Social media has become a huge part of our daily lives.
In fact, the last time you were in a restaurant, did you look around at other diners and spot at least one person snapping a pic of their meal before eating? I’d be shocked if you said you didn’t.
We’re being overtaken by social media. We’ve started defining ourselves by likes, snaps, and tweets — and it’s anything but healthy.
In fact, studies are finding that social media affects mood. These studies are showing a strong and significant association between social media use and depression.
To sum it up, the more time you spend on social media, the more likely you are to be depressed.
But, why? How could something that helps us all stay connected make us depressed?
As humans, we all have a basic need to be liked and accepted by others. Social media preys on this vulnerability.
“Likes” are essentially the currency of social media. It’s like one big popularity contest. However, while winning this popularity contest might give you a temporary boost, it’s short-lived. We often become unsatisfied with this “fix” quickly.
And what happens when we see a drop in those “likes” on our posts? Or, what happens when we realize how much attention someone else is getting over us?
We Compare Ourselves to Curated Existences
One of the most common ways that social media feeds depression? Through comparison.
What we tend to forget is how everyone only posts the very best parts. Everything is carefully arranged and curated in order to show perfection. People only put their best on display.

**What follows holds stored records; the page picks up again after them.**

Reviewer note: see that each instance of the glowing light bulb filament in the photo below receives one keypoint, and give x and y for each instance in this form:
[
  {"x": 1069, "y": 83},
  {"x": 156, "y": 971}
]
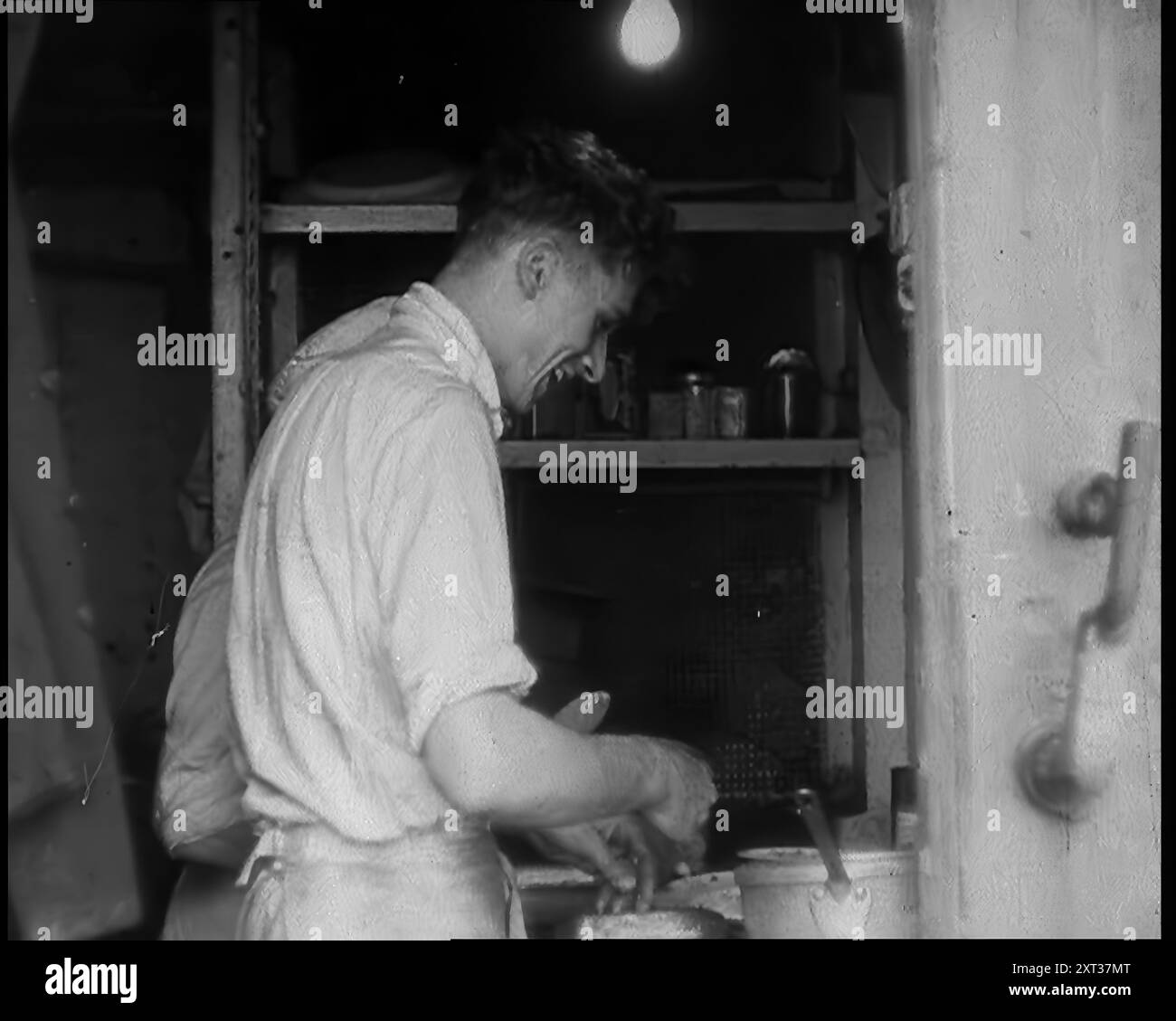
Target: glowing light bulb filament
[{"x": 650, "y": 32}]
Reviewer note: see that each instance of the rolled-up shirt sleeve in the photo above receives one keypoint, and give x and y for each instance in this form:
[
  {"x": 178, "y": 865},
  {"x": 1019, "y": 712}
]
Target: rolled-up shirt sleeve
[{"x": 436, "y": 531}]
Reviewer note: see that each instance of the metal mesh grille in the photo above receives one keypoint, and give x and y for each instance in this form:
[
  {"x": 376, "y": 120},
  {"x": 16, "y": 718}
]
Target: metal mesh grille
[
  {"x": 747, "y": 657},
  {"x": 726, "y": 673}
]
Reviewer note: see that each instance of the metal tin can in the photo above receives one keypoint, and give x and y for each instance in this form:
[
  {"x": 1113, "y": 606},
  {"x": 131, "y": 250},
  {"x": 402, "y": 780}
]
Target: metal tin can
[
  {"x": 666, "y": 415},
  {"x": 732, "y": 411},
  {"x": 627, "y": 411},
  {"x": 697, "y": 405}
]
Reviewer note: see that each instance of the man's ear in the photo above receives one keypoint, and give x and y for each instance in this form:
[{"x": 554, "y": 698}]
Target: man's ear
[{"x": 536, "y": 266}]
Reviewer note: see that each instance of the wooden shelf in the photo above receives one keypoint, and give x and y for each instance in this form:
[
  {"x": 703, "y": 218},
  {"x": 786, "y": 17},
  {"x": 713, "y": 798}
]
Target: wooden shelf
[
  {"x": 697, "y": 453},
  {"x": 786, "y": 218}
]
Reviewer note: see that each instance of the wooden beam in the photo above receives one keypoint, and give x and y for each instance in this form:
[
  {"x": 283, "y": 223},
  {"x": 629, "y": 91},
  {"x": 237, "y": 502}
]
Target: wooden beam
[
  {"x": 811, "y": 218},
  {"x": 235, "y": 234},
  {"x": 693, "y": 453}
]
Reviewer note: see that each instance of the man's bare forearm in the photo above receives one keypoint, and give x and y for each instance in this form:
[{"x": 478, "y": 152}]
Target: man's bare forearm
[{"x": 493, "y": 756}]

When you compare your everyday life to this curated existence that someone has put online, you’ll only find unneeded anxiety, stress, and sadness.
Too Much Negativity?
Social media has also become a breeding ground for arguments, fake news, and agenda-driven conversations. This is especially true during particularly divisive times, like during a presidential election year or after major tragedies.
Negativity spreads through social media like wildfire, making users’ blood boil on a daily basis. It can upset you, change the way you view your peers, and even end friendships.
On top of that, being constantly exposed to negativity can make you more negative, too.
Is it a Symptom or a Cause?
Of course, we also have to take into account other factors.
There are likely many complex reasons why there is such a strong link between social media and depression. For instance, it is a possibility that people who are already depressed might be more inclined to rely on social media instead of traditional face to face interactions. In that case, greater social media use would be a symptom, rather than a cause of depression.
Even still, there are plenty of reasons why it might be time for you to step away from social media — even if it’s only for a brief period of time.